La vida duele según las palabras
que se escojan para escucharla.
Así se lo contaron a Gabriel,
el ciego que aprendió a comulgar
formando la fila.
Vendía rosas junto a la puerta de un banco
porque defendía que el dinero
y el buen perfume deben cruzarse
en algún lugar de sus caminos.
«Era la única forma de que la gente
se cubriera
de mierda sin sentirse mal —defendía».
Gabriel respiraba humo
para sanear su espíritu
y comía de todo convencido de que algo
lo acabaría matando antes de tiempo.
Tuvo varias novias y las traicionó a todas
mientras merendaba viendo la televisión.
Ninguna le reprochó nada
excepto la última.
—«Gabriel —le dijo ella — no es justo
que teniendo el “rabo” que tienes
te distraigas con algo que no puedes ver».
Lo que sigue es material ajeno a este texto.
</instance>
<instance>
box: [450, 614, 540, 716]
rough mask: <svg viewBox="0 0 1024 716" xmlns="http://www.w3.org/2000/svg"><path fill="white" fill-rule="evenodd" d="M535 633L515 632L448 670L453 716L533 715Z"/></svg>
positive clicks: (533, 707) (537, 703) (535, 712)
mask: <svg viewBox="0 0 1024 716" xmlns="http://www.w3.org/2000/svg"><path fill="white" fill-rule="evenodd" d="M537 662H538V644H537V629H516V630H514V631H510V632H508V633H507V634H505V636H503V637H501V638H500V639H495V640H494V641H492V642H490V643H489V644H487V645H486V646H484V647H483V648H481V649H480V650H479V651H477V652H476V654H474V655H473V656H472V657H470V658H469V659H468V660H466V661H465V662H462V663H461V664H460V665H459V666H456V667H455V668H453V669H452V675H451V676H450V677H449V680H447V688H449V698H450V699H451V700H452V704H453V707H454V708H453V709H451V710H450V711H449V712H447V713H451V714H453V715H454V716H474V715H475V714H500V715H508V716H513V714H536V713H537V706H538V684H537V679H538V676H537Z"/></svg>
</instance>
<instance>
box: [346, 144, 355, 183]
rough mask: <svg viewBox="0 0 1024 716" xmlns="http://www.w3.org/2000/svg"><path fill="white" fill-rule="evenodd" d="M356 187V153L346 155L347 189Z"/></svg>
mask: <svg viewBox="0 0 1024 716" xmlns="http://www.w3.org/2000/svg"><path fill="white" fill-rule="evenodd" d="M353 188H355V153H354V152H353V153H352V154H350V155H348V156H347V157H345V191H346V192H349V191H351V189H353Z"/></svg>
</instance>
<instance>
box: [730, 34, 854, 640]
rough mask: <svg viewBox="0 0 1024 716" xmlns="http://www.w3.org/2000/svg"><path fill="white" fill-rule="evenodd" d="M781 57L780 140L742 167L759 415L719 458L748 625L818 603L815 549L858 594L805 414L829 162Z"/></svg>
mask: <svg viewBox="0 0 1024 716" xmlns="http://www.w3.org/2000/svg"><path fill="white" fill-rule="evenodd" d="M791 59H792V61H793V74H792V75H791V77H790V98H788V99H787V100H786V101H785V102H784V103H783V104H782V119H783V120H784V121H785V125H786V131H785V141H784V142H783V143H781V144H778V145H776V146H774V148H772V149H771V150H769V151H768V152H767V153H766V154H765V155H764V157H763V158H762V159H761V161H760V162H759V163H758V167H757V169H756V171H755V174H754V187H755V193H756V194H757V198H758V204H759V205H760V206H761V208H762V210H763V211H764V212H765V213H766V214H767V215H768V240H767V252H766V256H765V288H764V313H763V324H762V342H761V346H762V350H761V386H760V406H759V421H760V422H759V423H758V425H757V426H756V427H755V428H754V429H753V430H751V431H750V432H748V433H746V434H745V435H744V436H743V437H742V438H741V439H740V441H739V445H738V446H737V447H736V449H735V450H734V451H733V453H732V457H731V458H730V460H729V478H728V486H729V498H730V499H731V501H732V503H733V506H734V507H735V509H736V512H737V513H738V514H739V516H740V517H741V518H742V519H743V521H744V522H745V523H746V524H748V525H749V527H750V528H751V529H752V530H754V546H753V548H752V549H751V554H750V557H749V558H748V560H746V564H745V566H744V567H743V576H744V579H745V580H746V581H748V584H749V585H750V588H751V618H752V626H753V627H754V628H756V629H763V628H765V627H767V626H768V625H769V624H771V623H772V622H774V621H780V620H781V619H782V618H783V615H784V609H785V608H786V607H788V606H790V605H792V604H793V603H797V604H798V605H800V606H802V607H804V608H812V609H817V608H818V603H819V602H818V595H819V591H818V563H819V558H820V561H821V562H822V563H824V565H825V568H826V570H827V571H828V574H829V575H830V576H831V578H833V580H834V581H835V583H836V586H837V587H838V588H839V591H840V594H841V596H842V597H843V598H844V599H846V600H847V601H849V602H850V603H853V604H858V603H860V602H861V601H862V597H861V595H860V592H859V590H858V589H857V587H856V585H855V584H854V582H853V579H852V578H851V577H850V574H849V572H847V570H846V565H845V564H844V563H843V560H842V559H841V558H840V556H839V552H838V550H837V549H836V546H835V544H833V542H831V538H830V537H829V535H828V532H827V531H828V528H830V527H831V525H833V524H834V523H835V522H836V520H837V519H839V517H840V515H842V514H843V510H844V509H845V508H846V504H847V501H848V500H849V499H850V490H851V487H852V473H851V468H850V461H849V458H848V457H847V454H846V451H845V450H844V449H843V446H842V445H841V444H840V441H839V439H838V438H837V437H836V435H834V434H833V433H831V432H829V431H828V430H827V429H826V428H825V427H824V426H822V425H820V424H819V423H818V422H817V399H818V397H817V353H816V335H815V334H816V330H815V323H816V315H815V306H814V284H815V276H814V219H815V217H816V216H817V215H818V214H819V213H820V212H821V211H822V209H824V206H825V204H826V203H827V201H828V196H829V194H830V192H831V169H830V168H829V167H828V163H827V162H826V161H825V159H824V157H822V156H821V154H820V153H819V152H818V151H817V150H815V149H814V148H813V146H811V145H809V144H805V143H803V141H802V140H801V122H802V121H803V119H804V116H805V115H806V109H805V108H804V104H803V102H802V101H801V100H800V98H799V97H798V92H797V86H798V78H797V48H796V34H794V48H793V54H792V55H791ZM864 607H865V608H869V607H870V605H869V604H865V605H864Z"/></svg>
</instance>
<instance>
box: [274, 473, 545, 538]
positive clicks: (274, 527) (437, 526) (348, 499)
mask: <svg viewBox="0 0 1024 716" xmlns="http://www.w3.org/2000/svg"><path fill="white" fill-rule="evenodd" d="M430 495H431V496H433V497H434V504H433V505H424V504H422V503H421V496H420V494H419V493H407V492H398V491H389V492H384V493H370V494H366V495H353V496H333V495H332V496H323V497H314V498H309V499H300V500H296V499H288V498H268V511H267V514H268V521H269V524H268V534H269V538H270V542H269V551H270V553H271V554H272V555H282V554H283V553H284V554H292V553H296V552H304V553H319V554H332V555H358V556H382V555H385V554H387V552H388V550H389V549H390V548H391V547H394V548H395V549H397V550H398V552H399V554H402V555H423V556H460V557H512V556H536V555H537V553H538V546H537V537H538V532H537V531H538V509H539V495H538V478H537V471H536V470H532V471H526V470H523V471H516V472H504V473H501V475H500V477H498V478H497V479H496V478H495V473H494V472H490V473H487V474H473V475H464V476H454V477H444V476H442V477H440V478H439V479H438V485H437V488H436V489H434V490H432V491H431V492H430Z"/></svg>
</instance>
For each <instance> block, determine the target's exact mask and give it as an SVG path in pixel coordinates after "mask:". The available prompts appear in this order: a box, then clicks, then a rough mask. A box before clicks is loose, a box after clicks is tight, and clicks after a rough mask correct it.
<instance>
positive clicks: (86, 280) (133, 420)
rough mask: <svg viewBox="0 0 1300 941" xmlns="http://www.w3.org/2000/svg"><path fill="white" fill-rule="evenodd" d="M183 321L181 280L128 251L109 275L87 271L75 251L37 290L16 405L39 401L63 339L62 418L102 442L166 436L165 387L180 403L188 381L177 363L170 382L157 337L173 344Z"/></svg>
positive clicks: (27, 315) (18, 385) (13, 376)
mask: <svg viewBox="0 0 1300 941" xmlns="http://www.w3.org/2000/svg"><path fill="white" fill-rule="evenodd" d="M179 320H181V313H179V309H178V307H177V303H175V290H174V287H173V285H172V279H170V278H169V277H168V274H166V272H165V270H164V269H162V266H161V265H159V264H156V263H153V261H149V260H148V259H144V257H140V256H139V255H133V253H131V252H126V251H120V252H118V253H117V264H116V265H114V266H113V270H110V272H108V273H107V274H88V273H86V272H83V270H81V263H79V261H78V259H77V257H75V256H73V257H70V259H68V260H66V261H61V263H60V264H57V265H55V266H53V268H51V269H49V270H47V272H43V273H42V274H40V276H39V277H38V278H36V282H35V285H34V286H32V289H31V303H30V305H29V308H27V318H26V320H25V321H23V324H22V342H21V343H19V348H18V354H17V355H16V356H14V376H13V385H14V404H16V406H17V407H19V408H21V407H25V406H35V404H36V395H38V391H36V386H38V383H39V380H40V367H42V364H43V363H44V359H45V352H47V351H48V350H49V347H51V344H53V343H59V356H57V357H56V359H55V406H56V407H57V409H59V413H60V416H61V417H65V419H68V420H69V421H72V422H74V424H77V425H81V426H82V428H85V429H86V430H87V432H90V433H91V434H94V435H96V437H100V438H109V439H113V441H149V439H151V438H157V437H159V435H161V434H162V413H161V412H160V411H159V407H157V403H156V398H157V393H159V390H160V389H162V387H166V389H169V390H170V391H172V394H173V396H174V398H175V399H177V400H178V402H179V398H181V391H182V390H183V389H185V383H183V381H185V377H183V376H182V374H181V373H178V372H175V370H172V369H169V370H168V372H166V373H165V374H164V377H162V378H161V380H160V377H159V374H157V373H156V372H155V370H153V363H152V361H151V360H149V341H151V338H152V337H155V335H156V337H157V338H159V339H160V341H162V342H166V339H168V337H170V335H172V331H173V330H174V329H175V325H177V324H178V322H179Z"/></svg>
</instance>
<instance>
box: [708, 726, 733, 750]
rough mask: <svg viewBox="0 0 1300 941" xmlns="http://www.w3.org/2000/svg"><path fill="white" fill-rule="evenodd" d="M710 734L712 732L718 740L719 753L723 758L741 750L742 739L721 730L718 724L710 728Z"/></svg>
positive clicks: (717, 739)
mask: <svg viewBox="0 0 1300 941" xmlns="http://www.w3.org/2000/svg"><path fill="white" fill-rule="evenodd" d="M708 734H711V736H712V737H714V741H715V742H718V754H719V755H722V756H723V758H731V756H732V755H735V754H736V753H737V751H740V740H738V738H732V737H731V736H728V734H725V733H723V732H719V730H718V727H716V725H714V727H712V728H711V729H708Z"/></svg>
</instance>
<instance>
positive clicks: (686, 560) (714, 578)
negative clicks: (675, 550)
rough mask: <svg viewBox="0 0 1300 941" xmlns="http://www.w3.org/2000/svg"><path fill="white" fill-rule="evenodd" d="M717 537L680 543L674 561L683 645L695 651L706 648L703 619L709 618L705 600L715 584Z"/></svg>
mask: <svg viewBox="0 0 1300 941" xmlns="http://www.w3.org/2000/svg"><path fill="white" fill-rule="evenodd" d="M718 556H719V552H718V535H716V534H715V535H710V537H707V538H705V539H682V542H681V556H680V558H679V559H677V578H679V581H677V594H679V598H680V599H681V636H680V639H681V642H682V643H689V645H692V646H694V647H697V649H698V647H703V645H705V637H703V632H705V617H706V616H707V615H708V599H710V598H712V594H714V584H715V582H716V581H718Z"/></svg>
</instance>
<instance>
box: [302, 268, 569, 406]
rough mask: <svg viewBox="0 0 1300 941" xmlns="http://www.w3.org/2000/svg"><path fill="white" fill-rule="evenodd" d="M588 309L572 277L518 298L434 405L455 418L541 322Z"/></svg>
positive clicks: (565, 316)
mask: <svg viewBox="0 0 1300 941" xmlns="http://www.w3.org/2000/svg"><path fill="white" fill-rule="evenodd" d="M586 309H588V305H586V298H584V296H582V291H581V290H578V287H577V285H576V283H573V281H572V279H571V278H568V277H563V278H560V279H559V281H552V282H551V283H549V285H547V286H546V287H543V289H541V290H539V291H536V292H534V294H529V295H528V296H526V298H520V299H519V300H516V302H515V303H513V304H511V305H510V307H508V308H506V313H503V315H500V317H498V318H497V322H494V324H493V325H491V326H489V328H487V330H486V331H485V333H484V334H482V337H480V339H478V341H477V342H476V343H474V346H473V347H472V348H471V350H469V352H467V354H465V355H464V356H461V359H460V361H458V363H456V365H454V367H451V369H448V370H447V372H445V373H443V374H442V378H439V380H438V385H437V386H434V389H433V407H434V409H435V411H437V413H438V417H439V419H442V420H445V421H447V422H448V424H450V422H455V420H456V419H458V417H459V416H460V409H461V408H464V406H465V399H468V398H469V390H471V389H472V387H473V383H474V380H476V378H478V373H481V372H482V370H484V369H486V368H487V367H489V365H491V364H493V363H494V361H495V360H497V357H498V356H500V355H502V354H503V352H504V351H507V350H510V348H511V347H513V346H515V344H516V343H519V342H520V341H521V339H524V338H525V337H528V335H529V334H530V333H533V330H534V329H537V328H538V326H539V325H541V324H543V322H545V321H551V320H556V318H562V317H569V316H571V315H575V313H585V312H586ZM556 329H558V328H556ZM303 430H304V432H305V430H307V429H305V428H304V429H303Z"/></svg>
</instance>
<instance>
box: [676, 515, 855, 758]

Desde ese día se quedó sordo, mudo
y se tumbó en el sofá con la tele apagada.
Su perro avisó al 112.
Encontraron a Gabriel tatuado de llagas
y sepultado bajo sus creencias.
El forense adujo su muerte a unas gafas en el estómago.
Por lo visto no era ciego sino miope.
«Ojalá hubiera podido ver de lejos —deseó el cura en su funeral—,
le aguardaba una televisión de la hostia gracias a internet».